Laurel Anne Stark

How To Write For Your Website To Make It Rain (Money)

Laurel Stark

Whether you’re launching a brand-new website or revamping an existing one, the writing on your website can be the difference between a website that rains (revenue) and one that doesn’t.

The most common mistake business owners make is the failure to answer one simple question for your audience.

Failing to answer this one question means your future customers will leave your website and move on to your competitor’s websites.


(Image credit Meme Generator & Copyright Little Wayne.)

What’s In It For Me?

This is the silent question every website visitor is asking when they land on your website.

If you don’t answer your visitor's questions, relate to their situation, intrigue your visitor or provide value in some way, they will leave your website.

A common mistake...

Many businesses writing text for their websites focus on themselves and their business, instead of putting themselves in the shoes of their prospective customers.

You’ve been to these websites, they go on and on about their products, services and qualifications, but not in a way that meets you where you are or feels relevant to your situation.

Do You Feel My Pain?

Put yourself in your customer's shoes.

Prior to a visitor landing on your website, they’ll often be on Google, searching for a solution to a problem they're having.

Generally their problem will be causing them discomfort, if not pain, otherwise they wouldn't be trying to solve it.

When you're writing the text for your website ask yourself:

  • What discomfort or pain do my customers have ?
  • What language do they use to describe their pain?
  • When and how does this problem show up for them?

Write your website text in the language your customers use, that reflects their pain or discomfort, describing a moment in their life.

On the topic of pain...let's compare two approaches

Consider the product ibuprofen.

If you were writing the text for the website designed to sell more ibuprofen, you could discuss the features of the product: how it lasts a certain amount of time, and it comes in a bottle filled with 80 capsules is more affordable than aspirin etc.

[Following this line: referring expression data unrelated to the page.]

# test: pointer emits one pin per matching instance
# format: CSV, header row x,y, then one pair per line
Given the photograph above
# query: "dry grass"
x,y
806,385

All pretty boring stuff, right?

Or you could paint a picture....describe a beautiful sunny Sunday, and you'd love to go out for a run with your friends, but you can't because your knees are hurting you again, and you're just sick of this, and you're gaining weight, and you're feeling like a big lump, and your life quality has gone downhill.

Writing from your customer's perspective can create a compelling emotional reaction.

Really get into the discomfort or the pain points that your future customers are suffering, try and paint a picture of a moment in time, in a day in the life of your customer.

Then from there describe the transformation they can experience once they utilize what you sell.

An example of a transformation:

Now I've taken ibuprofen, and now I am limber, I can go and play with my grandkids, (if I had grandkids) and I am training for my first triathlon and I feel more confident in my body and I have a better quality of life.

Wow. That is powerful stuff.

That's the difference between crappy copywriting that alienates or bores people and copywriting that engages your audience.